When I began the Anita Ray series I had already written six
Joe Silva novels, but only five had been published, three by Scribner and two
by Five Star/Thorndike. I set aside the mss of the sixth book when I chose to
work on the India series. I thought it would sit in my closet with the pages
turning dry and brittle.
The sixth Joe Silva grew out of a question a reader asked me
some years back. After a book signing, a woman said, "Why doesn't Joe ever
talk about his family? What's the story there?" It seemed to bother her
that Joe was so distant from his large birth family, which he clearly loved. He
called his mother regularly and she had become friendly with his upstairs neighbor,
Mrs. Alesandro. They were both elderly ladies who had much to share, and Joe
was only part of that. Beyond being surprised at how much some readers cared
about a series character's personal life, I didn't think much about the
question. But it never went away.

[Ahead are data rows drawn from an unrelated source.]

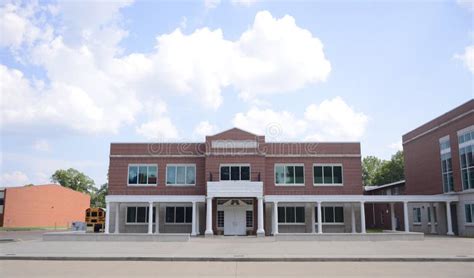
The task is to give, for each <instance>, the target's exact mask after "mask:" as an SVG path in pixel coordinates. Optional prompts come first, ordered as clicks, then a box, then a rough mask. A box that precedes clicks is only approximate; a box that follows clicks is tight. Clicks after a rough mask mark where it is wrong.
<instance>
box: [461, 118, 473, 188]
mask: <svg viewBox="0 0 474 278" xmlns="http://www.w3.org/2000/svg"><path fill="white" fill-rule="evenodd" d="M458 140H459V158H460V160H461V179H462V188H463V190H468V189H474V158H473V152H474V126H471V127H469V128H467V129H465V130H464V131H460V132H458Z"/></svg>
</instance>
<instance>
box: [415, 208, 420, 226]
mask: <svg viewBox="0 0 474 278" xmlns="http://www.w3.org/2000/svg"><path fill="white" fill-rule="evenodd" d="M413 224H421V208H413Z"/></svg>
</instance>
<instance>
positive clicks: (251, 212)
mask: <svg viewBox="0 0 474 278" xmlns="http://www.w3.org/2000/svg"><path fill="white" fill-rule="evenodd" d="M245 223H246V227H247V228H252V227H253V211H251V210H247V211H245Z"/></svg>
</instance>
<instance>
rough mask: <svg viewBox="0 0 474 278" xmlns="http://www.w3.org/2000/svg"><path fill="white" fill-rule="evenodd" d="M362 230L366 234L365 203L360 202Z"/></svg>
mask: <svg viewBox="0 0 474 278" xmlns="http://www.w3.org/2000/svg"><path fill="white" fill-rule="evenodd" d="M360 232H361V233H362V234H365V233H366V231H365V204H364V202H360Z"/></svg>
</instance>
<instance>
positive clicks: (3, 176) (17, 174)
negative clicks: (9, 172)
mask: <svg viewBox="0 0 474 278" xmlns="http://www.w3.org/2000/svg"><path fill="white" fill-rule="evenodd" d="M28 183H29V178H28V176H27V175H26V174H25V173H23V172H21V171H13V172H10V173H3V174H2V175H1V176H0V186H1V187H13V186H23V185H26V184H28Z"/></svg>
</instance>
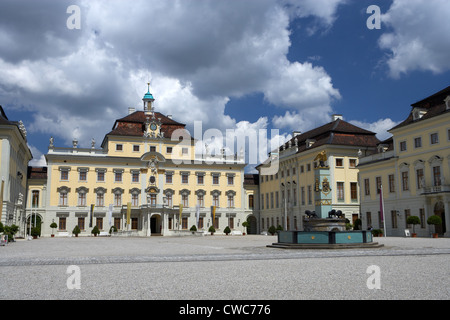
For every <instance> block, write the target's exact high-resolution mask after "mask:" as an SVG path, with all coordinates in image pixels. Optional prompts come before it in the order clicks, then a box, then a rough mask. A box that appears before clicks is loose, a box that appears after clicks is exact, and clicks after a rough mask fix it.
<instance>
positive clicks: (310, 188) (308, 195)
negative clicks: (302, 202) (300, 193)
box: [308, 186, 312, 204]
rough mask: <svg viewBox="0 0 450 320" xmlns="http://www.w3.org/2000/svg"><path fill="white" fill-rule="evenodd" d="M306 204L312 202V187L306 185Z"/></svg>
mask: <svg viewBox="0 0 450 320" xmlns="http://www.w3.org/2000/svg"><path fill="white" fill-rule="evenodd" d="M308 204H312V187H311V186H308Z"/></svg>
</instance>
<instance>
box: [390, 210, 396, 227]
mask: <svg viewBox="0 0 450 320" xmlns="http://www.w3.org/2000/svg"><path fill="white" fill-rule="evenodd" d="M391 221H392V229H397V211H396V210H391Z"/></svg>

The reader and her question nagged at me, and
I can still see her standing at the end of a row of chairs as the event was
breaking up cradling a stack of books in her arms. "What about Joe's
family?"
It took me several years to decide to answer the question,
and I had to think long and hard about it. When I began writing about Joe back
in the early 1990s, I had a pretty good idea who he was and what his family was
like, but other than a few odd references here and there I left the family background
out of everything. Now I had to go back and recall and reconstruct. It took a
while, but the result was a story of our times, of a family bound by love and
loyalty and yet beset with all the troubles of the modern world--a marriage
gone bad through no fault of the wife, the oldest son dead and eternally young,
the aging brothers and sisters who built lives and loved their families and
would never think of not loving each and every one of their relatives, and the siblings who had moved away to live lives that would have worried Joe if they'd stayed in his area.
The aging patriarch is determined to bring his entire family
together again for one last reunion. But his motivation is more than family
togetherness--he wants to settle an old doubt, erase an old suspicion.
Unfortunately, he sets in motion the circumstances for another crime.
I came to love Joe's family and now I think I want to visit
them again in another Mellingham mystery. Until then, I hope fans of the
earlier Mellingham books will enjoy the latest installment. Last Call for
Justice answers all those questions about
Joe's family--and tells readers a lot they didn't know about Joe. Gwen, Joe's
longtime partner, discovers a few things too, and we get to know her better. I love this book partly for the door it opens into Joe's life, and partly
because I came to love Joe's family, his Mae and Pae especially, and their
staunch determination to make life work, to love their children and support
them throughout their sometimes difficult lives. Even a murder won't tear this
family apart.
Look for the new Joe Silva on Amazon.com and, soon, available for Nook. Just click on the link: Last Call for Justice: A Mellingham Mystery
3 comments:
Hi, Susan,
Both series as you describe them seem fascinating. If a writer loves his/her characters it shows and the stories/novels are that much more interesting. If the writer cares about his/her characters than it seems likely readers will too. Your excellent book reviews demonstrate this!
Hi, Jacquie,
Thanks for the comment. Yes, you're right. How we feel about our characters shows up in the stories. Joe's family came alive for me, and I hope to visit them again in another book.